In 1880 Marcus Daly, an Irish immigrant, and a group of California investors including George Hearst, father of publisher William Randolph Hearst, formed the Anaconda Gold and Silver Mining Company to operate a mine near Butte, Montana. In 1882 the mine struck a rich vein of copper, and Daly built Anaconda’s first copper smelter to process the ore. The company reincorporated as the Anaconda Mining Company in 1891 and as the Anaconda Copper Mining Company in 1895; during that time it built and acquired a number of works, including smelters but also coal mines and sawmills to support the copper operation. In 1899 the company, along with other mining companies in the area, was purchased by a holding company called the Amalgamated Copper Company, which had been set up by officers of the Standard Oil Trust. Amalgamated allowed its companies to operate independently, and over the following decade Anaconda succeeded in taking over all the companies held by the trust. By 1915, when Amalgamated ceased to exist, Anaconda had become the world’s largest copper producer. The company added other metals to its operations, and in recognition of its diversifying interests it was renamed the Anaconda Company in 1955.
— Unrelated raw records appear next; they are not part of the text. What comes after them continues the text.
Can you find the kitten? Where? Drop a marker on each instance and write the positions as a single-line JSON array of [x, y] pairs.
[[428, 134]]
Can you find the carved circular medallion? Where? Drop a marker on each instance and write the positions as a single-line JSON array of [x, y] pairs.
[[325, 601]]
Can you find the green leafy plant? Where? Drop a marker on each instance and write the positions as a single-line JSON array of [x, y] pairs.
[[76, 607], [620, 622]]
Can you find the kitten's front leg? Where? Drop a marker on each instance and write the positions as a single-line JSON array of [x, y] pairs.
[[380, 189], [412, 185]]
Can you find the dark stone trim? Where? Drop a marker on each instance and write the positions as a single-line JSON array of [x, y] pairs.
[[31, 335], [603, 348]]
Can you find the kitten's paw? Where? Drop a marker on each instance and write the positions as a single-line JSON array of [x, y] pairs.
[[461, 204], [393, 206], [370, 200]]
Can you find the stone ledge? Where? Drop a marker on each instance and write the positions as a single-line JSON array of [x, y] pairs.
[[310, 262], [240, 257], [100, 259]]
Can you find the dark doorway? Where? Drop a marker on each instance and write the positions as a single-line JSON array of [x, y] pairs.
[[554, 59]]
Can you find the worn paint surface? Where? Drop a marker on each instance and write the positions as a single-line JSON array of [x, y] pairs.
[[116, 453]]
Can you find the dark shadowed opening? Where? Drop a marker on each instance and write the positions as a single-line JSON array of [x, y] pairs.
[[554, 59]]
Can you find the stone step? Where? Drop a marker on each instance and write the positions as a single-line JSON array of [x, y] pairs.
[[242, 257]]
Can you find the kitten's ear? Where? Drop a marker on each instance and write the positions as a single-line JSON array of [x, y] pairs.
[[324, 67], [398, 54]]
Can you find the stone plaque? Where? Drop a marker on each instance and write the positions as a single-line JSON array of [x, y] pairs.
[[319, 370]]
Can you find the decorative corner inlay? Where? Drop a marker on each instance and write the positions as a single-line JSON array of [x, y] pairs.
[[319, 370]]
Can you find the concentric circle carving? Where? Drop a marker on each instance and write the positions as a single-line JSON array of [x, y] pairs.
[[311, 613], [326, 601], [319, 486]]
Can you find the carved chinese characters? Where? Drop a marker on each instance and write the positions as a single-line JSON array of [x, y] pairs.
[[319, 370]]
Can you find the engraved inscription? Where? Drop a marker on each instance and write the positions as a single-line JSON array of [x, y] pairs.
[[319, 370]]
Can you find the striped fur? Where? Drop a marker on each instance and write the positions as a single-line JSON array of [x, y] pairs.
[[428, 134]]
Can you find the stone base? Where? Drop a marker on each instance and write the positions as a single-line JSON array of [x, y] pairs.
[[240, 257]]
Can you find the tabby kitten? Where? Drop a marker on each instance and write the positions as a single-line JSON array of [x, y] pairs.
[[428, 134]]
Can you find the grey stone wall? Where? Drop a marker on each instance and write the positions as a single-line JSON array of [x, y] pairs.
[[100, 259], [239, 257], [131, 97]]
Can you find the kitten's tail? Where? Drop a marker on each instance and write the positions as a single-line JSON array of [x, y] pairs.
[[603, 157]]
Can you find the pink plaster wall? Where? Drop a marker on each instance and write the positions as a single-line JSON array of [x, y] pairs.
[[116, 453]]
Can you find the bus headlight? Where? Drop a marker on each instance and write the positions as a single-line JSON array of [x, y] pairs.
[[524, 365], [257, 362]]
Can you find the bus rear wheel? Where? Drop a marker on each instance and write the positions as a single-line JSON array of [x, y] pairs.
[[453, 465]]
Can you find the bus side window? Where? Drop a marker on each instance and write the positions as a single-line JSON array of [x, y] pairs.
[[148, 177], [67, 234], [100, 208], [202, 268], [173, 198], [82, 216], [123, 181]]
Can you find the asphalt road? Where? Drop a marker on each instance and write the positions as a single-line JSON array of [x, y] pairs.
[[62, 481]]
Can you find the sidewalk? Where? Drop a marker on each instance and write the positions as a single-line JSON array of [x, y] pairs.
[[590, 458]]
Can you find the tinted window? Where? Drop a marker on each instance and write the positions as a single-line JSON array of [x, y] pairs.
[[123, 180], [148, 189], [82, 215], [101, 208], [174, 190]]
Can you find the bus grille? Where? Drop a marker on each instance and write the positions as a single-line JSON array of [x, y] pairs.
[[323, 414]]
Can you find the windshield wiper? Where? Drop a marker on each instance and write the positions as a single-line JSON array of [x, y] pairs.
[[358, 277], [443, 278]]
In 1914 Anaconda started buying into foreign mining companies. By 1929 the company owned all of Chile Copper Company, whose Chuquicamata mine was the world’s most productive. In 1971 Chile’s newly elected socialist president, Salvador Allende, expropriated Anaconda’s Chilean copper mines under powers granted by an amendment to Chile’s constitution. The Allende government was overthrown in 1973, and the new military government agreed to pay Anaconda more than $250 million for its expropriated mines.

Losses from the Chilean takeover, however, seriously weakened the company’s financial position, which was also troubled by the falling price of copper in world markets. In 1977 the company was bought by the Atlantic Richfield Company (ARCO), a petroleum company seeking to diversify its holdings, and Anaconda ceased to exist as a unified operation. During the 1980s, with copper prices staying low, ARCO closed numerous mines and processing plants once run by Anaconda, and finally the company sold its metals operations to a number of buyers.